The 1990s also show that tax cuts can stimulate the economy. In 1997, Congress passed, and Bill Clinton signed legislation that cut taxes, including cutting capital gains taxes from 28 to 20 percent. Real GDP growth was a point higher during Clinton’s second term.

I don’t fully understand the parallels and differences between the U.K. and U.S. economies. I do know that what worked for Reagan worked for Thatcher.

Truss has put forward a bold plan that, for the most part, stays true to supply-side ideals. The U.K. may give us the first chance in decades to see supply-side economics without the negatives that come with politicians we know better.

Pass the popcorn!

Andy Bloom is president of Andy Bloom Communications. He specializes in media training and political communications. He has programmed legendary stations including WIP, WPHT and WYSP/Philadelphia, KLSX, Los Angeles and WCCO Minneapolis. He was Vice President Programming for Emmis International, Greater Media Inc. and Coleman Research.
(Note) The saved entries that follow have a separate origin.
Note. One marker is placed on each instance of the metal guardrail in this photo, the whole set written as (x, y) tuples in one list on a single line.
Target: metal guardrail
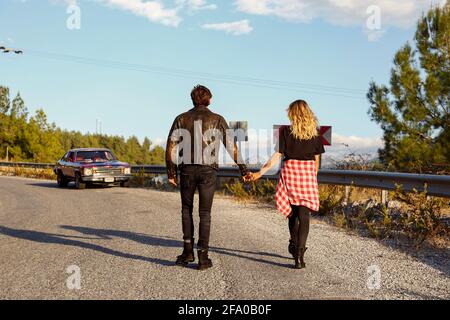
[(436, 185)]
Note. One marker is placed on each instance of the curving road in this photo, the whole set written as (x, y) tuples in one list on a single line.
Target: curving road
[(124, 242)]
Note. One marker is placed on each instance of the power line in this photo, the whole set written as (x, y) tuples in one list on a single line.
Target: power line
[(180, 73)]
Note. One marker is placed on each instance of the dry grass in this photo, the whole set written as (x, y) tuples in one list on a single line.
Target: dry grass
[(46, 174)]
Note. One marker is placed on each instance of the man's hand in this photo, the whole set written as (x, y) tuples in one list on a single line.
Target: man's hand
[(248, 177), (173, 182)]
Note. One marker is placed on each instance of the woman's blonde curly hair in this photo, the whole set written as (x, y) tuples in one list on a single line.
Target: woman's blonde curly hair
[(304, 124)]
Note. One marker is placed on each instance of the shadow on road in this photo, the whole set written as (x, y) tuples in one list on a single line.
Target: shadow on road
[(105, 234), (71, 186), (170, 242), (65, 240)]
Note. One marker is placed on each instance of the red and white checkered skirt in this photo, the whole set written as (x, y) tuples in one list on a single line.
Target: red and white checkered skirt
[(297, 186)]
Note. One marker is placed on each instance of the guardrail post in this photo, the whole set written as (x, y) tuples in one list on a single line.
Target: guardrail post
[(347, 194), (384, 197)]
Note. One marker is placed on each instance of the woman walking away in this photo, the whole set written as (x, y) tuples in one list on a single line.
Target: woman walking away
[(297, 195)]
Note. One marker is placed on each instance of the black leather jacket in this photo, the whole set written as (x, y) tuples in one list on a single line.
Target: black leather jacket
[(200, 119)]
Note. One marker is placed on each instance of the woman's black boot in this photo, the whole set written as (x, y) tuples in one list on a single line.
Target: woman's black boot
[(299, 258), (203, 261), (187, 255), (291, 247)]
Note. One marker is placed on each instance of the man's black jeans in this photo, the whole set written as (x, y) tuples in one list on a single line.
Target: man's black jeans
[(203, 178)]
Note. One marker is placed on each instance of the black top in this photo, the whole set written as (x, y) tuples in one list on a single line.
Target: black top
[(295, 149)]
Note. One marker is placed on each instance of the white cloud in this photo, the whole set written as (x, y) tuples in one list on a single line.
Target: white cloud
[(154, 11), (196, 5), (341, 12), (236, 28)]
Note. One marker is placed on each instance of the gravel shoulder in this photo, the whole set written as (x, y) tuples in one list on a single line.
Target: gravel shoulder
[(125, 241)]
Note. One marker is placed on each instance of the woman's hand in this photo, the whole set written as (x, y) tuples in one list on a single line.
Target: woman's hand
[(256, 176)]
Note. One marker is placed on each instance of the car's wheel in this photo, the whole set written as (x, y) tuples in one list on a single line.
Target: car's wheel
[(61, 180), (79, 183)]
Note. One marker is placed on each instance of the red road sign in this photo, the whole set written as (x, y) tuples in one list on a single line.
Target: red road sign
[(325, 133)]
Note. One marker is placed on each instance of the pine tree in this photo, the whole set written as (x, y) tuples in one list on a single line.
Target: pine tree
[(414, 111)]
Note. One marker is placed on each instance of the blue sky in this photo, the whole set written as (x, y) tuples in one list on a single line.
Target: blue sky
[(313, 43)]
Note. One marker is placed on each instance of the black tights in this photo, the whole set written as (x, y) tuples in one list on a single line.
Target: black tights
[(299, 225)]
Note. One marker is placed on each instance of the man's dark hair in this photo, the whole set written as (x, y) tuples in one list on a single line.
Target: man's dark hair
[(201, 96)]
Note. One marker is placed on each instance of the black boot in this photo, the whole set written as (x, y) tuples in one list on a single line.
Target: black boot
[(291, 247), (203, 261), (299, 258), (187, 255)]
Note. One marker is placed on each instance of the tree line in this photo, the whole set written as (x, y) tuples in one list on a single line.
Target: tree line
[(32, 138), (414, 110)]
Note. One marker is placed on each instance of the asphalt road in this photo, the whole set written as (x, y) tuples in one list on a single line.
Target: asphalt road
[(124, 242)]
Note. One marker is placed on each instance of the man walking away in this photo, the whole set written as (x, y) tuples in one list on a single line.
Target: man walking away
[(193, 145)]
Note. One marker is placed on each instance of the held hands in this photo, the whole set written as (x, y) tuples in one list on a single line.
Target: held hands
[(173, 182), (252, 177)]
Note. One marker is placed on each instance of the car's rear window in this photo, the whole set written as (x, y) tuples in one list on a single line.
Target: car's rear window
[(95, 156)]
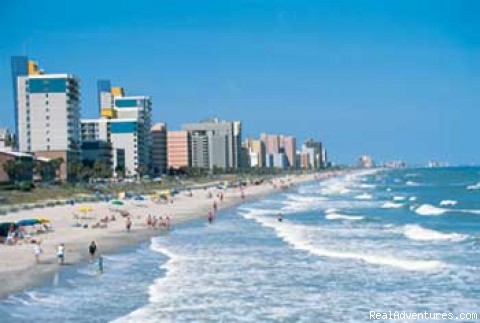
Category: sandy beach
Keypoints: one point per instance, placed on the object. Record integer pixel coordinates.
(19, 271)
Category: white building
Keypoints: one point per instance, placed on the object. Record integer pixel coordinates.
(48, 113)
(128, 130)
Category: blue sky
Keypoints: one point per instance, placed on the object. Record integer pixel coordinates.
(394, 79)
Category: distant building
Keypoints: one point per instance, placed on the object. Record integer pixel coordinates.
(159, 149)
(275, 144)
(125, 123)
(215, 143)
(271, 142)
(256, 152)
(47, 113)
(26, 172)
(6, 140)
(365, 162)
(289, 145)
(280, 161)
(315, 152)
(178, 149)
(97, 151)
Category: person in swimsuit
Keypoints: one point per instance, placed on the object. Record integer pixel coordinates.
(92, 249)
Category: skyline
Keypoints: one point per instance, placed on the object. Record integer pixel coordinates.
(329, 69)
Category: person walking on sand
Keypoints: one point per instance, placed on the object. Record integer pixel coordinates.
(167, 223)
(61, 254)
(92, 249)
(210, 217)
(100, 264)
(37, 251)
(128, 224)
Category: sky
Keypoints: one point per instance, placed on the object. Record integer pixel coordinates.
(392, 79)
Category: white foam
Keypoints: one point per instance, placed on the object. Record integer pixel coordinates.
(391, 205)
(336, 216)
(411, 183)
(294, 235)
(474, 186)
(412, 175)
(419, 233)
(331, 210)
(364, 196)
(448, 203)
(428, 209)
(367, 185)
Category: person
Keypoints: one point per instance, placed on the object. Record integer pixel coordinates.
(61, 254)
(100, 264)
(149, 221)
(280, 217)
(37, 250)
(167, 222)
(128, 224)
(92, 249)
(210, 217)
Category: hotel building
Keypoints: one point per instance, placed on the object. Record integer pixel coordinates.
(178, 150)
(47, 114)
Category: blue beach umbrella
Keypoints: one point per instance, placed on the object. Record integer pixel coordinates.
(28, 222)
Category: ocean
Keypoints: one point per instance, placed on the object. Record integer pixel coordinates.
(374, 240)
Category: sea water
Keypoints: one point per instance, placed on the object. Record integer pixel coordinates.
(380, 240)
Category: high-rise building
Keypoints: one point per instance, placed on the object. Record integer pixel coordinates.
(365, 162)
(256, 152)
(19, 67)
(159, 149)
(47, 114)
(289, 145)
(275, 144)
(215, 143)
(126, 123)
(6, 140)
(271, 142)
(178, 149)
(314, 149)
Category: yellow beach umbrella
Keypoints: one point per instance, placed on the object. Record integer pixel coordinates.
(85, 209)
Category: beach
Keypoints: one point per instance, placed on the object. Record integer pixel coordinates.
(19, 271)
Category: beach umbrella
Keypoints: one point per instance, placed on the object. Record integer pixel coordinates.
(28, 222)
(5, 228)
(85, 209)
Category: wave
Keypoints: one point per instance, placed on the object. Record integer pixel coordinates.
(367, 186)
(294, 235)
(419, 233)
(412, 183)
(336, 216)
(364, 197)
(412, 175)
(448, 203)
(428, 209)
(391, 205)
(474, 187)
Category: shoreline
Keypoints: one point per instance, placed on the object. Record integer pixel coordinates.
(19, 272)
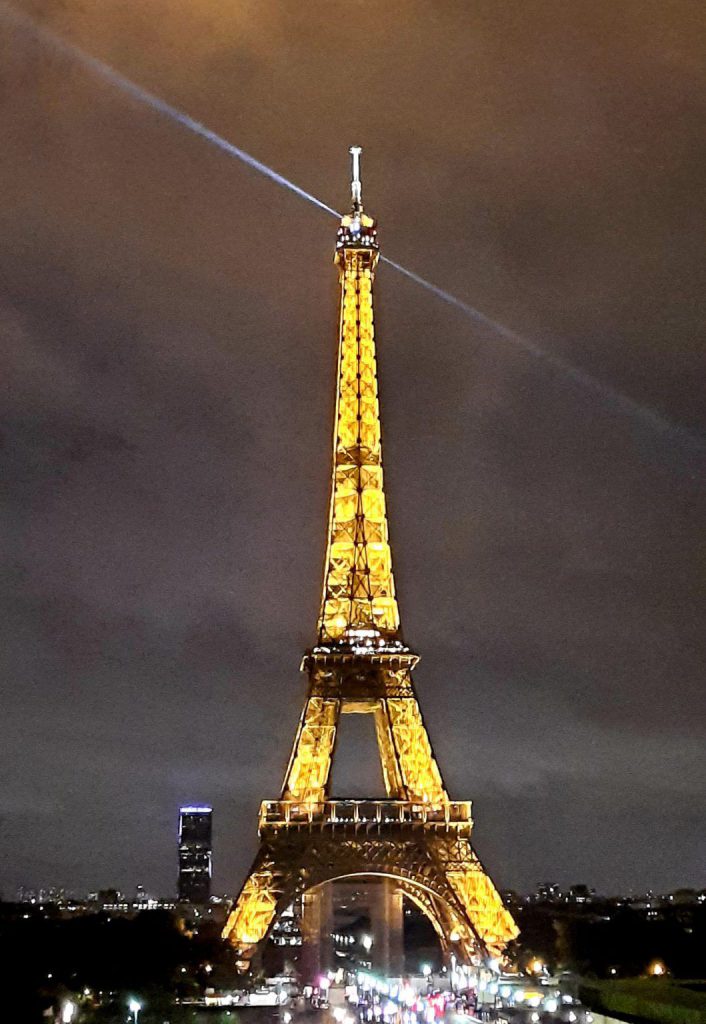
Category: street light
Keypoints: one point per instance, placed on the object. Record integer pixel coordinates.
(68, 1011)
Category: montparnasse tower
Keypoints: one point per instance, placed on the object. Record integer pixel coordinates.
(414, 838)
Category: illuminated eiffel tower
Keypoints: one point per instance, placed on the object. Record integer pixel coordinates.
(416, 838)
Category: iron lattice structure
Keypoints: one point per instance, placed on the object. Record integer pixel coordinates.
(361, 665)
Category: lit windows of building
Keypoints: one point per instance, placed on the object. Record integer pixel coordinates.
(195, 854)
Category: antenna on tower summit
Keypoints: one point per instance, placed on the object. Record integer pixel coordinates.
(356, 187)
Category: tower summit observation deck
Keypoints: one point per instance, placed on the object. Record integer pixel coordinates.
(414, 837)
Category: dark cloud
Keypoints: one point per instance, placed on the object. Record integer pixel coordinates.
(167, 320)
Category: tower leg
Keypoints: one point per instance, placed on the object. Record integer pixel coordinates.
(386, 920)
(317, 921)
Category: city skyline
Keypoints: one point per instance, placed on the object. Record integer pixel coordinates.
(167, 320)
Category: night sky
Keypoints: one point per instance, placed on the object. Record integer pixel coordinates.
(168, 318)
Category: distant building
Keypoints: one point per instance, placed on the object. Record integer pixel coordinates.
(195, 854)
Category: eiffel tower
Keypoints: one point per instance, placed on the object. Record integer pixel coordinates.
(416, 837)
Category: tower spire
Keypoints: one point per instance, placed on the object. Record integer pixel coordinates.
(359, 602)
(356, 186)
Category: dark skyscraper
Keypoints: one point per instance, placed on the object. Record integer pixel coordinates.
(195, 854)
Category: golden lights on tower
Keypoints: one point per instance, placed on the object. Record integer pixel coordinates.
(415, 835)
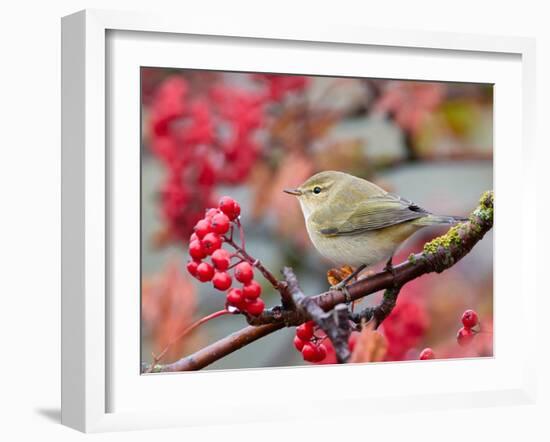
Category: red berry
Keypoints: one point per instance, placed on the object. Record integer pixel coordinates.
(221, 259)
(464, 336)
(352, 340)
(321, 352)
(220, 223)
(196, 250)
(255, 307)
(309, 352)
(244, 272)
(205, 272)
(221, 280)
(211, 242)
(235, 297)
(298, 343)
(427, 353)
(230, 207)
(252, 290)
(305, 331)
(202, 228)
(192, 267)
(470, 319)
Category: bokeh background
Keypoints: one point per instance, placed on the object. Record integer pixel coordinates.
(206, 134)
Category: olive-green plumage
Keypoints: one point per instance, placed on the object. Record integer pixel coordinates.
(353, 221)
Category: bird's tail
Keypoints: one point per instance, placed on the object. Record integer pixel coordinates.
(434, 220)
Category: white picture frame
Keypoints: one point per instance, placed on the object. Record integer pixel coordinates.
(89, 321)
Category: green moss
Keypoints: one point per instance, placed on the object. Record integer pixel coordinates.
(452, 237)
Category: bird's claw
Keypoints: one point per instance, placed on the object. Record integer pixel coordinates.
(342, 287)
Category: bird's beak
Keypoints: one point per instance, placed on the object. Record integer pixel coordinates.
(296, 192)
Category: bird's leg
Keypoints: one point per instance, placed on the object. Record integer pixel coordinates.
(389, 268)
(348, 278)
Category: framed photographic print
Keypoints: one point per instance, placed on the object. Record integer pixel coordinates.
(247, 206)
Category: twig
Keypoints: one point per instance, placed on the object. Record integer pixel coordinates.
(186, 330)
(335, 324)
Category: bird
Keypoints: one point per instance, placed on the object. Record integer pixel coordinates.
(354, 222)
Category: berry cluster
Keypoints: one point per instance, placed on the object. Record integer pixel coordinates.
(210, 233)
(310, 345)
(207, 137)
(470, 321)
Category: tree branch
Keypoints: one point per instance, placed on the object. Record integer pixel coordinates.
(335, 324)
(438, 255)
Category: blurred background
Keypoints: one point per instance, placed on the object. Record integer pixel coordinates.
(206, 134)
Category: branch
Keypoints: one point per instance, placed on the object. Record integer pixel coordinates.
(335, 324)
(438, 255)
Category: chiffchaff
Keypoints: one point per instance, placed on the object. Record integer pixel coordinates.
(353, 221)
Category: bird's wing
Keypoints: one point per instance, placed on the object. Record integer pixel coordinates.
(373, 213)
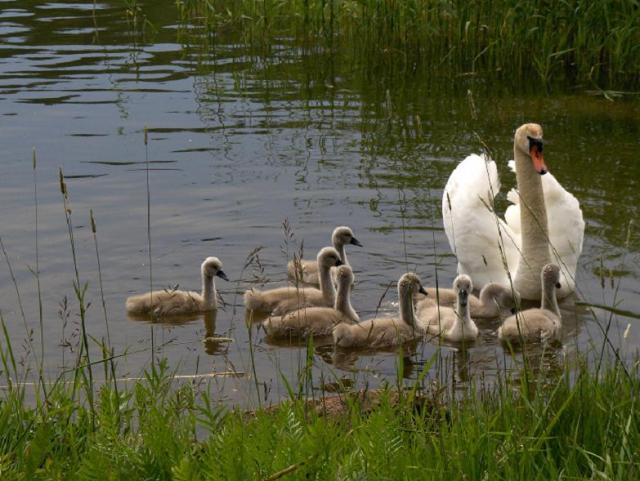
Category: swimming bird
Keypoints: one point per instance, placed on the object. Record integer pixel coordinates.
(282, 300)
(342, 236)
(454, 325)
(385, 332)
(317, 321)
(536, 324)
(490, 303)
(167, 303)
(544, 223)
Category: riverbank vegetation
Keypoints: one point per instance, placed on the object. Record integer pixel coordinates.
(576, 42)
(571, 426)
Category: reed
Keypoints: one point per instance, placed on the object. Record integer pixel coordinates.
(541, 42)
(570, 427)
Andy also served as communications director for Rep. Michael R. Turner (R-Ohio). He can be reached by email at andy@andybloom.com or you can follow him on Twitter @AndyBloomCom.

2 thoughts on “Andy Bloom: Across the pond, tax cuts take hold”

  1. 1) Stimulating the economy and fighting inflation are contradictory, as economic stimulation exacerbates inflation and you have to slow the economy to fight inflation. Simultaneous tax cuts and inflation fighting measures are like flooring the gas and brake at the same time. Tactics aside, the Fed’s belief that built in inflation is much harder to address than a recession is correct IMO, as is their willingness to risk a recession to blunt inflation.

    2) Even if Truss’ energy plan is wise, well reasoned and actionable, if UK inflation isn’t largely under control by the time any of it takes effect, they’ll be in a world of hurt. It may well be a worthwhile endeavor, but its being mismarketed as a plan to combat current inflation as it will take, at a bare minimum, 3-5 years to start pumping oil and gas.